Multiple Needs Summit 2017: Remembering To Celebrate Successes

Earlier this month, Fulfilling Lives Newcastle Gateshead travelled down to Milton Keynes for the annual Multiple Needs Summit, organised by the MEAM Coalition. The annual two-day event brings together practitioners from across sectors to identify how we can collectively organise to better deliver integrated services, which can make a real difference and gain political traction for multiple disadvantage. Here, System Broker Richy shares his experiences of Day Two of the summit.

Our second day in Milton Keynes for the Multiple Needs Summit was opened by guest speakers including Alan Wallace (Fulfilling Lives South East), Steve Kahn (EBE Liverpool), and Karen Biggs (CEO Phoenix Futures). We were told that a 9 year contract in Southport for complex needs had just been commissioned, which went down really well with the audience (including national providers). Karen Briggs stressed the importance of having service users with you when tendering for a bid.

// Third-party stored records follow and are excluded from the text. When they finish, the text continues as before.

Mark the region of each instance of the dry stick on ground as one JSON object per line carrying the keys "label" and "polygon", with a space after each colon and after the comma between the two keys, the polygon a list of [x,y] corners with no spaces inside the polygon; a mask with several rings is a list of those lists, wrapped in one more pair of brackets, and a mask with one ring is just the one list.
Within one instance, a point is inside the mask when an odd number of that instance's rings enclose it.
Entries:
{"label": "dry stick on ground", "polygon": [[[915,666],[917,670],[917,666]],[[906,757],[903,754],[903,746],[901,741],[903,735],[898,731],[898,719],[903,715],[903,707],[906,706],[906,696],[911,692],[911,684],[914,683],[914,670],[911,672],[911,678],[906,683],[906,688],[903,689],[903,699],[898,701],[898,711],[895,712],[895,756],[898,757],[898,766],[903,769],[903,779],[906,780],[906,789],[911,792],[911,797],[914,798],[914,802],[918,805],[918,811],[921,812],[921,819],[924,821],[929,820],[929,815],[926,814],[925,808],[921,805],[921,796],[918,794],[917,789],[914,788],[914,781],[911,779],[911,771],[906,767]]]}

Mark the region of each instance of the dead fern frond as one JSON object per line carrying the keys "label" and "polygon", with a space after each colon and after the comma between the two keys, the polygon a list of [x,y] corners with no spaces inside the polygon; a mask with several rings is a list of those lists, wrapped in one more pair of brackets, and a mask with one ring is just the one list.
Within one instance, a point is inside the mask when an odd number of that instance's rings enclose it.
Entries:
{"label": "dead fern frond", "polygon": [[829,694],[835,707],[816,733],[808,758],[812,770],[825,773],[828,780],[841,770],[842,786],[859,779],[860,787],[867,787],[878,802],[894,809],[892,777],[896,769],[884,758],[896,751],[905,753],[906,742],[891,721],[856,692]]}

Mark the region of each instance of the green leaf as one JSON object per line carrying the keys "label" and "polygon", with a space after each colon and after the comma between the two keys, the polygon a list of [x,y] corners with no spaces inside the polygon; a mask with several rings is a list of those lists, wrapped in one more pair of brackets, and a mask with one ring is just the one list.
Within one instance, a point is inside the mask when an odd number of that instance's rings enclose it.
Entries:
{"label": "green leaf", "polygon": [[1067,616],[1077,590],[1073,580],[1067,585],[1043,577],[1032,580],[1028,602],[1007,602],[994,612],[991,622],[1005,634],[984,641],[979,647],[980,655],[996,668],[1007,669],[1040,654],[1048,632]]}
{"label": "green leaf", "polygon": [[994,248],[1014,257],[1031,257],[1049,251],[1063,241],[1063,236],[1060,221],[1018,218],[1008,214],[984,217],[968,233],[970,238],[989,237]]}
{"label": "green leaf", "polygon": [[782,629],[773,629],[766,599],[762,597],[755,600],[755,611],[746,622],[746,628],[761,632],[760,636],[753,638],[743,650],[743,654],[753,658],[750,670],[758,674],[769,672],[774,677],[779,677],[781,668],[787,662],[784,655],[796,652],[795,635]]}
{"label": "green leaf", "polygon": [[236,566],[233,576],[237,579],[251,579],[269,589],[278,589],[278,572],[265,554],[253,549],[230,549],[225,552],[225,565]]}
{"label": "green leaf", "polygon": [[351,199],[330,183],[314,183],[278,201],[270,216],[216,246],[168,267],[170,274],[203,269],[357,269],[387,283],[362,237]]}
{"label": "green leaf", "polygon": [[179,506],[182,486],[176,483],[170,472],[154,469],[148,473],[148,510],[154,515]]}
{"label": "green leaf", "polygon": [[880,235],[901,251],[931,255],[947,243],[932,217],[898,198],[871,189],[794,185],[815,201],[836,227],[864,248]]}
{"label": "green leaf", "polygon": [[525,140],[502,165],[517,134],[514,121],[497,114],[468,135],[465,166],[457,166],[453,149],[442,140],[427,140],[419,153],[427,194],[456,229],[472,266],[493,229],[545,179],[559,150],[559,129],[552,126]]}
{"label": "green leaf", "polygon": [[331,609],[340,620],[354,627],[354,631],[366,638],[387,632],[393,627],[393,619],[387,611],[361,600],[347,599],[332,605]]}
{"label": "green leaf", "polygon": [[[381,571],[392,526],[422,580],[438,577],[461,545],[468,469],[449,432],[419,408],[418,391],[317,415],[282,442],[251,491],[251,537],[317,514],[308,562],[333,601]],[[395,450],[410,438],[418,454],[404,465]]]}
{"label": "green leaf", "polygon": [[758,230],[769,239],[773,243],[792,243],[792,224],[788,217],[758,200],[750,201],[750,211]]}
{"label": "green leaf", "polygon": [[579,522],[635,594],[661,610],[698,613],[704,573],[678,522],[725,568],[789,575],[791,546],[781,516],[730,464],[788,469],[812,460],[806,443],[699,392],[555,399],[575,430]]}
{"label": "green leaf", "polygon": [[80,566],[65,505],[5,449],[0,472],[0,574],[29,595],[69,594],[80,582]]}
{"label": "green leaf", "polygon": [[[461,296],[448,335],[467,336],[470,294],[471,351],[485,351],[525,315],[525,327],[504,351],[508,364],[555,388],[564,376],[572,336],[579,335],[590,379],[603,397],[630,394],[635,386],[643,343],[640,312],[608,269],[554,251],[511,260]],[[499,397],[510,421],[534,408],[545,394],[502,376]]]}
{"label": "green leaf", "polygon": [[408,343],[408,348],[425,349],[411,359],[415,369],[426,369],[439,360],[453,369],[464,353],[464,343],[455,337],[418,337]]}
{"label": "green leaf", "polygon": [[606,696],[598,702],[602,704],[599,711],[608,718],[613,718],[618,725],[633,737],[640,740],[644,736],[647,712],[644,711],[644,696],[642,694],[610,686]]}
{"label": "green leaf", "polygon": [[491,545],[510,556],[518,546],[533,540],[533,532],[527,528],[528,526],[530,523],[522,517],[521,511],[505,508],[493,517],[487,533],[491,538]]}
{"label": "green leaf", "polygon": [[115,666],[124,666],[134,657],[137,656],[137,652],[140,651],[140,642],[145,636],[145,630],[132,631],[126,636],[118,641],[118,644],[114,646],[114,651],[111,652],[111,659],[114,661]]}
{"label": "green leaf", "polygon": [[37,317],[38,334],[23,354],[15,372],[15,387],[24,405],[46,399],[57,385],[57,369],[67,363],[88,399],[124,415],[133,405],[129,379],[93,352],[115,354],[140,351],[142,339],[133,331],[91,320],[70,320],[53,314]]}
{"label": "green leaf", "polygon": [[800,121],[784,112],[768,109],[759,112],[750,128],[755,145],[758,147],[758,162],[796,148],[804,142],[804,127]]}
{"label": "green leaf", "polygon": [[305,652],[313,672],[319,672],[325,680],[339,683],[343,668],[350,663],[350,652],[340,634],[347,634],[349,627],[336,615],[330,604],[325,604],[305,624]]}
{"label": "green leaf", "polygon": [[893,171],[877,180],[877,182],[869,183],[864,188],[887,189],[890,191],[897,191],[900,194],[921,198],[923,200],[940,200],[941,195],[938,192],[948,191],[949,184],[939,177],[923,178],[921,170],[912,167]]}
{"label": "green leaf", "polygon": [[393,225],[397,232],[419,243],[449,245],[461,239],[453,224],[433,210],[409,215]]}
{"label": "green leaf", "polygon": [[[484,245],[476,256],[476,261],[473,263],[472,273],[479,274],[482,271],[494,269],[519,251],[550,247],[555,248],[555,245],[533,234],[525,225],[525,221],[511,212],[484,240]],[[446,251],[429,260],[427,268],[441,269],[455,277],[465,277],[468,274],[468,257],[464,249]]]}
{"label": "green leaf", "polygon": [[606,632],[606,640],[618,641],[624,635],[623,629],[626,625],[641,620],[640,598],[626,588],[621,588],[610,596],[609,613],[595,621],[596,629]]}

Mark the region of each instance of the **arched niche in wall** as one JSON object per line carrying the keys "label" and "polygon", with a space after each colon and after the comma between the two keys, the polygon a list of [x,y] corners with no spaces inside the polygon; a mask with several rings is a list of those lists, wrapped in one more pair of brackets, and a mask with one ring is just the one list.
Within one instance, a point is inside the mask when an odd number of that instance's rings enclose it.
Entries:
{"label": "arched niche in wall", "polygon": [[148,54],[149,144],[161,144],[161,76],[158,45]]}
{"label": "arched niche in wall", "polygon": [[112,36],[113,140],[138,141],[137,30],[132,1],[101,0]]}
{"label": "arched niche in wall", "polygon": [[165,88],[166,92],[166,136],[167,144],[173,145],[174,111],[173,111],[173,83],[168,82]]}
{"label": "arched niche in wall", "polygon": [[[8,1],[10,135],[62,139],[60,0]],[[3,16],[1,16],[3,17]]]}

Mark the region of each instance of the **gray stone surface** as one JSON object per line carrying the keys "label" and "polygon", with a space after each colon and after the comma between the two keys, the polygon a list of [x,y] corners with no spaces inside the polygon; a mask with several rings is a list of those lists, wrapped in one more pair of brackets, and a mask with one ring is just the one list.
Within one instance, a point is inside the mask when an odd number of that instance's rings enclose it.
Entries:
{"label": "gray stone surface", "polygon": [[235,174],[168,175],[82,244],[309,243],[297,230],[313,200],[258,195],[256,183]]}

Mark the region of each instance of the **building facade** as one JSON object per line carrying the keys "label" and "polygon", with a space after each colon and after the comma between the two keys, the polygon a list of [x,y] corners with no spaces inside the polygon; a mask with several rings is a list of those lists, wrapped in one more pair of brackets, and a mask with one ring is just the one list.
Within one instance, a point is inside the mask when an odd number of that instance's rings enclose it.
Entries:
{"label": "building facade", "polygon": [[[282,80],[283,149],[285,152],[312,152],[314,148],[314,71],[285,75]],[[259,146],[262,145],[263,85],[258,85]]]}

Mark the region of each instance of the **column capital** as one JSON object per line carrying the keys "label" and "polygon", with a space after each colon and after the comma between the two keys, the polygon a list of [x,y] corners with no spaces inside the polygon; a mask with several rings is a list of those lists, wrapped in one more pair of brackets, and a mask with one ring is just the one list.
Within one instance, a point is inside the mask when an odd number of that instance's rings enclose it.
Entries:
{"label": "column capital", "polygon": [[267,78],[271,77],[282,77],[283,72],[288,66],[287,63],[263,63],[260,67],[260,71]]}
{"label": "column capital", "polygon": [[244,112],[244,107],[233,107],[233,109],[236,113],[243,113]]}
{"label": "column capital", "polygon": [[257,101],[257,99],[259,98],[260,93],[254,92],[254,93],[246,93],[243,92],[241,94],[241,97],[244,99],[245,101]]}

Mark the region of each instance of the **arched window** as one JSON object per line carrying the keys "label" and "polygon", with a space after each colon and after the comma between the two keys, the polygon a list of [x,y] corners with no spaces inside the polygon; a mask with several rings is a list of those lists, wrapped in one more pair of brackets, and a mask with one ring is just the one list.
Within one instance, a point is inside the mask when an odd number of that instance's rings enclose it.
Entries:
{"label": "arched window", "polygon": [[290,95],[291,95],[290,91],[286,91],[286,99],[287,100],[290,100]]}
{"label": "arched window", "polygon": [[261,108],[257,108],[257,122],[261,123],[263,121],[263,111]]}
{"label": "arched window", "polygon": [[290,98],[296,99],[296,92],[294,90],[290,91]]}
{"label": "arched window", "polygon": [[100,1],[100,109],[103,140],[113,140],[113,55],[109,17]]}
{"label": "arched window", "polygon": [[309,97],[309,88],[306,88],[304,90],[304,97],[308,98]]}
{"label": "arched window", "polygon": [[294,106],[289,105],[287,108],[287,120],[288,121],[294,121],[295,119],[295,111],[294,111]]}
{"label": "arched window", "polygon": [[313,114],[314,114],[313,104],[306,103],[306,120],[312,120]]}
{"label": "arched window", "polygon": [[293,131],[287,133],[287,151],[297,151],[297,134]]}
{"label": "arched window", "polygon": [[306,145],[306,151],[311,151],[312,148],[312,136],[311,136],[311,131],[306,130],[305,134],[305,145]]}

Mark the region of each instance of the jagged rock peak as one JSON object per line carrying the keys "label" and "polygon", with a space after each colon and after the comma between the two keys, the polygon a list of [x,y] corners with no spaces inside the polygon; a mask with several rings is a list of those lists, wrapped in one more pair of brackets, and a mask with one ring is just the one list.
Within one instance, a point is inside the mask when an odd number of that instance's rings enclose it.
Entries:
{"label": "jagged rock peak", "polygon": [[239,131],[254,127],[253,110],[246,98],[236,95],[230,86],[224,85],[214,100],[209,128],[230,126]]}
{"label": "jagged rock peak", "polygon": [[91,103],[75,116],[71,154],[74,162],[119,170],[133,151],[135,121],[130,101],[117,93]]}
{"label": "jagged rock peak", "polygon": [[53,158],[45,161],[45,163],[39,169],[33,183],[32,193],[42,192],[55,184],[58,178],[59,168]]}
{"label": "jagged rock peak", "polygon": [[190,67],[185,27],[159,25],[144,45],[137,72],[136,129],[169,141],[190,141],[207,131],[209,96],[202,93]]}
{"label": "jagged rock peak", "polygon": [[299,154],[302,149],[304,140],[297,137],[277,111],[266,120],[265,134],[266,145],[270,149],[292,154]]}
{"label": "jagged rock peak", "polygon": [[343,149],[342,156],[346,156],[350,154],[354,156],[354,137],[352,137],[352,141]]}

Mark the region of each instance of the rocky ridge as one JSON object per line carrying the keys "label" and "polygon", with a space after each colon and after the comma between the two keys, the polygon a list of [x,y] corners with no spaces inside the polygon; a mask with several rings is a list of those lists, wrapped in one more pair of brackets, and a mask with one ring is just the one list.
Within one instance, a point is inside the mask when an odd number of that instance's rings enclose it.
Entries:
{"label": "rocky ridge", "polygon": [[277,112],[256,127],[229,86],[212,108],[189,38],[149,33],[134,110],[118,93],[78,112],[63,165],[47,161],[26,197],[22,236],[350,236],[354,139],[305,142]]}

My first master class of the day was: “Better Care for People with Co-Occurring Mental Health and Substance Use Conditions.” In this class, Public Health England presented their draft copy of guidance for supporting people with co-existing needs, which has been postponed because of the snap election. PHE gave a really honest and open presentation and really mirrored all the work we have been doing in Gateshead.

The NHS Foundation gave an overview of the updates to the NICE Guidance in this session too. I had a fair bit to say around this, as for the past 15 years I have been fighting against NICE and dreaming of a new version which allows better access to mental health services.

I gave an update on the work we are doing here in Newcastle Gateshead, and the barriers we have faced from services using NICE guidance as a tool to refuse access to mental health support to people with substance misuse issues, for them now, with the amendments to NICE in place, to state “It’s only guidance, not policy”.

The final workshop of the day for me was the ‘Influencing Policy’ workshop facilitated by Nicola Drinkwater (Clinks) and Ayaz Manji (Mind). For me this was the workshop I took the most out of. We looked at how we can influence national policy through campaigning and advocating for areas of work we are involved with. Nicola handed out useful tools that will allow us to plan, measure, and map out areas of work we are involved with, and gave some great tips on what and where to focus our energy on when influencing local and national government.

The two-day conference was finished off by Anne Fox (CEO Clinks), and we were treated to Terry Nelson on stage again, alongside Darren Murinas, emphasising the point of celebrating success and working with the person holistically. We were asked to make a commitment of what we are going to do/take away from the conference and I suggested that the next conference could have an awards ceremony for the best local authority of national policy that has embraced system change, something that could be incorporated into the evening meal they have on the first night.

Although there’s a big task ahead of us, it’s important to take a step back sometimes and celebrate the achievements we’ve had so far.

All in all I really enjoyed the conference. I would recommend more people from our local authorities attend as there is great work going on throughout the country they could imitate.